Some easy writing advice to follow, offered all the time, is show instead of tell. But it takes careful work to remove showing at the same time you remove barrier words from your writing. Barrier words are ones that make a story less vivid and make the writer more obvious.

You don't want the latter to happen. We tell stories, but we don't want our readers to focus on us as storytellers. (Write memoirs or essays if you want to be seen while you tell the story.) Fiction has several key elements, and few of them give writers a reason to show themselves telling. Not even in first person.

Make a list of these barrier words and post it close at hand:

  • saw
  • looked
  • watched
  • noticed
  • smelled
  • heard
  • touched
  • felt
  • knew
  • realized
  • thought
  • remembered
  • reminded
  • decided
  • seemed
  • imagined

You rarely need these in fiction's narrative writing. (In dialogue you can do almost anything—but the dialogue still has to propel the plot, or reinforce character traits, or make extra conflict. Reflection, as with these barrier words, is not a great mission for dialogue. At the hardest end of the barrier word-cutting, thought and decided can be erased by first-person limited point of view.

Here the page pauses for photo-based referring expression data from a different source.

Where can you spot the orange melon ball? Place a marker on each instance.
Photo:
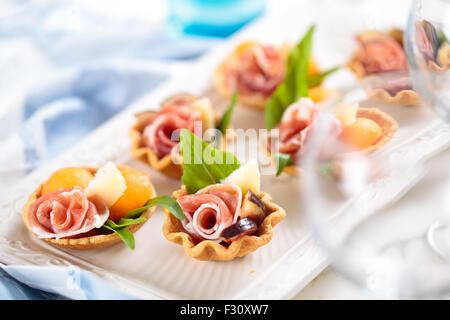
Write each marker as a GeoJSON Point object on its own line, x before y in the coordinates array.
{"type": "Point", "coordinates": [67, 178]}
{"type": "Point", "coordinates": [362, 133]}
{"type": "Point", "coordinates": [139, 190]}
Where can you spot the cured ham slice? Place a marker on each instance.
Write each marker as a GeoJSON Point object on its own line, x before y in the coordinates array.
{"type": "Point", "coordinates": [382, 54]}
{"type": "Point", "coordinates": [158, 134]}
{"type": "Point", "coordinates": [299, 122]}
{"type": "Point", "coordinates": [211, 210]}
{"type": "Point", "coordinates": [66, 213]}
{"type": "Point", "coordinates": [257, 69]}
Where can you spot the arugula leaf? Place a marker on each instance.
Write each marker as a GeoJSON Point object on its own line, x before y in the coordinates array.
{"type": "Point", "coordinates": [203, 165]}
{"type": "Point", "coordinates": [164, 201]}
{"type": "Point", "coordinates": [124, 222]}
{"type": "Point", "coordinates": [124, 233]}
{"type": "Point", "coordinates": [133, 217]}
{"type": "Point", "coordinates": [224, 123]}
{"type": "Point", "coordinates": [326, 169]}
{"type": "Point", "coordinates": [282, 161]}
{"type": "Point", "coordinates": [295, 84]}
{"type": "Point", "coordinates": [317, 79]}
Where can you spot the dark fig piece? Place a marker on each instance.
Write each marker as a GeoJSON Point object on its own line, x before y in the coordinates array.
{"type": "Point", "coordinates": [253, 208]}
{"type": "Point", "coordinates": [242, 227]}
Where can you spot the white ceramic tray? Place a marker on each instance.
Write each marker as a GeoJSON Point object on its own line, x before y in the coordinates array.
{"type": "Point", "coordinates": [158, 269]}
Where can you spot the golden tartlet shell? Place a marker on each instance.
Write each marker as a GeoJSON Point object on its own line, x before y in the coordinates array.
{"type": "Point", "coordinates": [388, 125]}
{"type": "Point", "coordinates": [85, 243]}
{"type": "Point", "coordinates": [209, 250]}
{"type": "Point", "coordinates": [143, 153]}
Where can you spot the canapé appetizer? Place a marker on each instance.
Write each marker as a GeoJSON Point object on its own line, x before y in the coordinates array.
{"type": "Point", "coordinates": [359, 130]}
{"type": "Point", "coordinates": [83, 208]}
{"type": "Point", "coordinates": [154, 135]}
{"type": "Point", "coordinates": [433, 45]}
{"type": "Point", "coordinates": [226, 215]}
{"type": "Point", "coordinates": [380, 60]}
{"type": "Point", "coordinates": [255, 71]}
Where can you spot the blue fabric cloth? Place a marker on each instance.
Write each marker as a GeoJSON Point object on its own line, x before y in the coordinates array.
{"type": "Point", "coordinates": [55, 282]}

He thought he could wrestle the gun from Steiner's hand.

becomes

He could wrestle the gun from Steiner's hand.

At the easiest,

Randolph saw the wagon sink in the mud

becomes

The wagon sank in the mud. (There are other sentences to let us know it's Randolph doing the watching.)

Let a reader observe the action itself in the writing. Visuals rarely need watched and saw. Sensations like smell (one of my favorites) should be unique or pungent enough to stand without the verb smelled. The fuzzy one is felt: it's almost useful while you describe a texture. But the stubble on his chin felt rough can easily become The stubble on his chin was rough.

Go through and check your writing during revision. After a while, you won't write even first drafts using these barrier words.